Please be aware that providing or offering to provide a regulated service without a license is a criminal offense. Tex. Occ. Code §§1702.101, 1702.388. Employment of an unlicensed individual who is required to be licensed is also a criminal offense. Tex. Occ. Code §1702.386.
Now, you might be asking yourself, especially if you read those two sections above, what does this mean for me as a customer and what does it mean for a computer business. Well its rather simple, if you break it all down, but it basically states that a computer repair service, including CodingCREW, can still do computer repairs without a private investigators license. By the way, CodingCREW operates under the guidance of a licensed private investigator, so we can operate under all the laws related to this.
The first opinion, which talks about Computer Forensics, talks about computer forensics ,data acquisition and data recovery from a computer and what the difference is and if you have to be licensed or not. We have broken them down to show a little information in regards to both and what the difference is between them.

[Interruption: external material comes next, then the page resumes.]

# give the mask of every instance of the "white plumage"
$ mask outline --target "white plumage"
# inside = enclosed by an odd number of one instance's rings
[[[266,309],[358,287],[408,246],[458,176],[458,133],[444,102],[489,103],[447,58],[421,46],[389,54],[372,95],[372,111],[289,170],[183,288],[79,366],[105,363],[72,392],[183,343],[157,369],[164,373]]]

- Data Acquisition – recovering data that could be hidden, deleted, encrypted or otherwise lost and unviewable
- Computer Forensics – this is data acquisition (recovery) for the purpose of analysing the data for a customer and providing a report to look for things such as employee malfeasance, fraud, illegal activities, employee monitoring and other such things that could be used for legal reasons, employee termination and similar reasons. Requires us to be licensed as a Private Investigator per State of Texas law.
- Data Recovery – this is also data acquisition, but for the purpose of recovering data for a customer from a failed hard drive, accidental deletion, virus/malware attack and similar computer related issues. Once the data is recovered, its is returned to the customer without analysing, expect for test files to see if they were recovered correctly. This does not require us to be licensed as a Private Investigator.
- One unique thing about this is that the State also says that acquiring said data listed under the Data Forensics section above can be recovered by a non-licensed person/company, if they are not analyzing the data, but providing it to the client in a form that then can be reviewed and analyzed for content by someone else.
The second opinion goes on to clarify information a little more. It states that if we offer to perform investigative services on your computer for you, that we have to be licensed as (or operated under) a Private Investigator, which CodingCREW does. If a company wants to assist you with solving a computer-related crime, you have to be licensed. The review of computer data for the purpose of investigating potential criminal or civil matters is a regulated activity under Chapter 1702 of the Texas Occupations Code, as is offering to perform such services.
So this shows that a regular computer company is not prevented from providing any computer related services anymore, as long as those services are not regulated by the State of Texas.
In 2019, CodingCREW partnered with Your Private Investigators LLC (TX # C09403101) to bring back the ability to perform computer and data forensics work for our customers. We are proud to be able to offer our clientele a wide variety of services to meet their technology needs, including services that are regulated by the State of Texas.